Héctor Molinero Fernández
@hectorm

Hi, I'm building Knot Resolver 5.1.2 on a Raspberry Pi 4 with Ubuntu 20.04 (arm64) and when I run kresd I get the following error:

PANIC: unprotected error in call to Lua API (bad light userdata pointer)

This is a known issue with LuaJIT on arm64: https://gitlab.nic.cz/knot/knot-resolver/issues/216

The doubt I have is that with the official Knot Resolver package this problem does not occur to me and kresd works fine and I was wondering why it behaves differently.

Vladimír Čunát
@vcunat
I believe we've patched up kresd to not suffer from this, so it normally comes from luajit packages that haven't been fixed yet.
lua-cqueues is the typical one in our case, as it's loaded by default if found.
Héctor Molinero Fernández
@hectorm

Does cqueues suffer from this problem in its version 20200726.51-0?

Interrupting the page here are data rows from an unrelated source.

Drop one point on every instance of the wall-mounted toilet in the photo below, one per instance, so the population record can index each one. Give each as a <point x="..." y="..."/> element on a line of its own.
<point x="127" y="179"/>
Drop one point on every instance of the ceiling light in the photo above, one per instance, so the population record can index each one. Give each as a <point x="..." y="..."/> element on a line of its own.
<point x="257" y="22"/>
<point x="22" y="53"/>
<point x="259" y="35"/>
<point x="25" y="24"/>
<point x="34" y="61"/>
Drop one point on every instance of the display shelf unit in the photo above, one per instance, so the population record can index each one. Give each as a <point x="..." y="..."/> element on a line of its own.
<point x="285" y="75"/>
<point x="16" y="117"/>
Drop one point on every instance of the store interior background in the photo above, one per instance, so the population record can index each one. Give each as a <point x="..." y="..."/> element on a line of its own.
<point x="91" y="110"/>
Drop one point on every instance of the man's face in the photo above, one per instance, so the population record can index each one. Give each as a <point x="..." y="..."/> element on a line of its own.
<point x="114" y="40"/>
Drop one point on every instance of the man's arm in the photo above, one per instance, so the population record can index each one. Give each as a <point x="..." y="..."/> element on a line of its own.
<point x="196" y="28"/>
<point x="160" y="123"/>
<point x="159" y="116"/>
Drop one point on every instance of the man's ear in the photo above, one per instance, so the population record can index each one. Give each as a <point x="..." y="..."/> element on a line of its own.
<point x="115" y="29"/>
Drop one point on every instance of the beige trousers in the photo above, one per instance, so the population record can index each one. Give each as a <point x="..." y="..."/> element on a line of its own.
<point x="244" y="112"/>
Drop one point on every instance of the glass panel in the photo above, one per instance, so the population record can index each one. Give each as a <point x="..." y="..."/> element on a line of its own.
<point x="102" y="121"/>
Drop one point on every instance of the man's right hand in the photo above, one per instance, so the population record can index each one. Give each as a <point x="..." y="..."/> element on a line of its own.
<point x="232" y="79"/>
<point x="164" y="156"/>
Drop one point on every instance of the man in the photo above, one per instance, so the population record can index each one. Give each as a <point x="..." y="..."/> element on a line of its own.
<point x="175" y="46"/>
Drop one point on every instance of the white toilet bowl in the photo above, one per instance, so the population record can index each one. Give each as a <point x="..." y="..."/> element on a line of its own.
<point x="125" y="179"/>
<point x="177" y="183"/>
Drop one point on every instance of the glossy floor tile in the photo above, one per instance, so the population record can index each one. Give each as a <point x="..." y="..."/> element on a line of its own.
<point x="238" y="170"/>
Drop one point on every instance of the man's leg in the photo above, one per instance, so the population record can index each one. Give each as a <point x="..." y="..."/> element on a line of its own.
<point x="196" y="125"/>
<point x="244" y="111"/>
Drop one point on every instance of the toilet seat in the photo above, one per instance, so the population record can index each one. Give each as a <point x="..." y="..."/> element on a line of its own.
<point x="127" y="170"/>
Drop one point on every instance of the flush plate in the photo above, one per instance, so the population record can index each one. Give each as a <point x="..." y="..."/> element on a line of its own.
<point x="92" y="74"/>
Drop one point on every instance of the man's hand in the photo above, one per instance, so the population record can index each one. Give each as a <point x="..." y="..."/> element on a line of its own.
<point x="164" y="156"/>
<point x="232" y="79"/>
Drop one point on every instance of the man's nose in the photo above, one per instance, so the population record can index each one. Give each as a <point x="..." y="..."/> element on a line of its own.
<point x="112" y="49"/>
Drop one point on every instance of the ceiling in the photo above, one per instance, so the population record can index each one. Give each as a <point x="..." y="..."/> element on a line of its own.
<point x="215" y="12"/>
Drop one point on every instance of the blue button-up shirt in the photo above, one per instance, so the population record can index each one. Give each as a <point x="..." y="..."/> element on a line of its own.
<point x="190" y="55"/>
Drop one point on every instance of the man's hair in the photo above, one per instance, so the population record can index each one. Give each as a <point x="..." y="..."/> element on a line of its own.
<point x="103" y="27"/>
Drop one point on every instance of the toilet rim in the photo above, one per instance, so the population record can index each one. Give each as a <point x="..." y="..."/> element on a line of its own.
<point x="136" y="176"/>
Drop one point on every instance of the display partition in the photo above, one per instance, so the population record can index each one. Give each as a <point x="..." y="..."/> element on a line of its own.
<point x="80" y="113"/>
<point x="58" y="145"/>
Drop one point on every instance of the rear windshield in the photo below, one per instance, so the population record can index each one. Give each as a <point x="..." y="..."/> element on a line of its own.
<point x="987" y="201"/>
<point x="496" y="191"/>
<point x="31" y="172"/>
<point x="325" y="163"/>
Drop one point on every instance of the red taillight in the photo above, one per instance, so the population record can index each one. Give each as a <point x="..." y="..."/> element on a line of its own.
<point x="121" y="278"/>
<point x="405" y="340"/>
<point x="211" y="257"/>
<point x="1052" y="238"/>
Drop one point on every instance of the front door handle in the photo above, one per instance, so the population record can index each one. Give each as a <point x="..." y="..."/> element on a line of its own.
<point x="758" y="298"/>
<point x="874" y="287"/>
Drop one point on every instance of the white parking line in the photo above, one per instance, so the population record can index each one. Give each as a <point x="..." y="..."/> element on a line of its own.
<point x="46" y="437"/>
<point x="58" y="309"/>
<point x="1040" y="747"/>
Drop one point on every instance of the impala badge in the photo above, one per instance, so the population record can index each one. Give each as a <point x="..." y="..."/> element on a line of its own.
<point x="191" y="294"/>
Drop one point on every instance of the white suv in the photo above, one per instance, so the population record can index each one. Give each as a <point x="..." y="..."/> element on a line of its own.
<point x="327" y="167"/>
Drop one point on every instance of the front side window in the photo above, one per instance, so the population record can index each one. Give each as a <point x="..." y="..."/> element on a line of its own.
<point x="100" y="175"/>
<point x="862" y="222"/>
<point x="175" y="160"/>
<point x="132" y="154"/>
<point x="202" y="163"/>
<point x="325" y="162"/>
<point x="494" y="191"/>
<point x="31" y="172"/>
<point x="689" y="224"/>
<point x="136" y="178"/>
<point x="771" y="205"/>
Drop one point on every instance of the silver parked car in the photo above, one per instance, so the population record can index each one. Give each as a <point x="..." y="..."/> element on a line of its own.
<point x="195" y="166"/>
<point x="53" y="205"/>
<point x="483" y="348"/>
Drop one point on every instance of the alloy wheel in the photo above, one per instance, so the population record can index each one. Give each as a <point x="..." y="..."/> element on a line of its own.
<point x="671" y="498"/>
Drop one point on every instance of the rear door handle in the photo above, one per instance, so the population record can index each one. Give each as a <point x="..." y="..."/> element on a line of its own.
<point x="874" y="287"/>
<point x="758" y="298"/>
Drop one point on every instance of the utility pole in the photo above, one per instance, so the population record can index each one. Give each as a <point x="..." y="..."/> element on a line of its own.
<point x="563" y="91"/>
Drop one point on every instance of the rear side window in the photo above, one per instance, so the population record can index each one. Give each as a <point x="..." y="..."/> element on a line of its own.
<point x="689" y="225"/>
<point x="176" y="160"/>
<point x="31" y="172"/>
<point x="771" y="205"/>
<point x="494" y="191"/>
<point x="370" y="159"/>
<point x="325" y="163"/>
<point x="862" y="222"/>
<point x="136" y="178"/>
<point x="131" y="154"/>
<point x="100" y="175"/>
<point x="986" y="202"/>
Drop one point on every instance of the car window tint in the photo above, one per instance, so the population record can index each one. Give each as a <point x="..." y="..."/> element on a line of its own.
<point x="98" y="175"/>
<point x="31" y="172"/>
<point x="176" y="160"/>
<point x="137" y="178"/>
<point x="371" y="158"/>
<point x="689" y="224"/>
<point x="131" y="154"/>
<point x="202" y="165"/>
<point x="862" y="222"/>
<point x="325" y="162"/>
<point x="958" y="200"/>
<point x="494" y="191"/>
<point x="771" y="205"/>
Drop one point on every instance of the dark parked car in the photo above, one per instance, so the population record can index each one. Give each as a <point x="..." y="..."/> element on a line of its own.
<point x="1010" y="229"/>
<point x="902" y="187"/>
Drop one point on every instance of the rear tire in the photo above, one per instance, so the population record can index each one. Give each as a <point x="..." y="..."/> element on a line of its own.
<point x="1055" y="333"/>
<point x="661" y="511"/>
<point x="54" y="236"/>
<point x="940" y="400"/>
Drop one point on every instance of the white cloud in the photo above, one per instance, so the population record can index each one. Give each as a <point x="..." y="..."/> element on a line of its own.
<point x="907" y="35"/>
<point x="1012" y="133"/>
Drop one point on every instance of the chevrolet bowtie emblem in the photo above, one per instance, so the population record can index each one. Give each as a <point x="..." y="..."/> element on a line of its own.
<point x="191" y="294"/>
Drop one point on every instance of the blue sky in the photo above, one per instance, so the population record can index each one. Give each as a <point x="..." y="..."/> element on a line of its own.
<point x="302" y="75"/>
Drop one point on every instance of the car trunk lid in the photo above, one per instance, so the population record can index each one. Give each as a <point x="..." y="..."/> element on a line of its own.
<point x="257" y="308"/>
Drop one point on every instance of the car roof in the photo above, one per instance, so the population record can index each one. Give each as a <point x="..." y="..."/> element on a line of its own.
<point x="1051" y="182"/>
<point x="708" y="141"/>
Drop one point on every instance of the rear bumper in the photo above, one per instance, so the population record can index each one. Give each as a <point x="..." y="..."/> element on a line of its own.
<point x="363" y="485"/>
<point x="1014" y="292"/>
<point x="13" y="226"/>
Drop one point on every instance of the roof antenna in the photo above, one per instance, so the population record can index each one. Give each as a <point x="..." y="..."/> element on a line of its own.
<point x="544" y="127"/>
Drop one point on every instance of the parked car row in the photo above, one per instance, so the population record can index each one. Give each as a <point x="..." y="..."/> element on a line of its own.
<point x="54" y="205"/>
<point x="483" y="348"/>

I tried to install all Lua packages from LuaRocks instead of Ubuntu repositories, but I encountered the same error.

I'm not familiar with the Knot Resolver code neither LuaJIT, but I' ve seen this line in the code and I was wondering if it could be related.
Vladimír Čunát
@vcunat

It is related. We did

    /** Static to work around lua_pushlightuserdata() limitations.
     * TODO: convert to a proper singleton like worker, most likely. */
    static struct engine engine;

just because of that line and that error.

But that's been many months ago.
The best test for cqueues is on that ticket:
luajit -l cqueues -e os.exit(0)
So far I'm not sure why it's causing problems on *.deb systems.
I don't really have access to an aarch64 where I can test deb packages well.
Héctor Molinero Fernández
@hectorm
The luajit -l cqueues -e 'os.exit(0)' command is working properly with moonjit 2.1.2 and cqueues 20200726.51-0. Could you tell me how to know which other LuaJIT package might be causing this crash?
Héctor Molinero Fernández
@hectorm
Nevermind, even if I don't have any LuaJIT packages installed in my system I get the same error when I run kresd. I'm going to need more tests to find out what's going on.
Vladimír Čunát
@vcunat
Hmm, that is interesting.
Héctor Molinero Fernández
@hectorm

To replicate the problem correctly I've written down the build steps in Dockerfiles and the conclusion is that the crash occurs in Ubuntu 20.04, Debian Buster, Debian Sid and Alpine 3. It works correctly in Fedora 32, CentOS 7 and openSUSE Tumbleweed.

I get the same results with the last commit of the v2.1 branch of LuaJIT (570e758) and with Moonjit 2.1.2.

I'm not using any Lua package and the Docker images have been built directly on a Raspberry Pi 4 (8 GB) with a 64-bit kernel.

Héctor Molinero Fernández
@hectorm
@vcunat If you think this might be helpful I can post my results on the issue you linked above.
Vladimír Čunát
@vcunat
Yes. That does sound useful. Thanks!
Héctor Molinero Fernández
@hectorm
Furthermore, if you don't have the required hardware I can provide SSH access to my Raspberry Pi to help you track down this issue.
Vladimír Čunát
@vcunat
I'll see, maybe we can manage to test this reasonably easily. I'll send a private message here otherwise.
mrvne
@mrvne
Hello guys, any ideas what this error message could be? See this quite often.
kresd[32410]: ERROR: udp sendmmsg() sent -1 / 1; Operation not permitted
Vladimír Čunát
@vcunat
It's about sending UDP answer.
I think I've seen EPERM on systems that explicitly disable IPv6 (and you try to use it).
mrvne
@mrvne
I am using IPv6 and its doing it's job fine. So should I be worried about this error?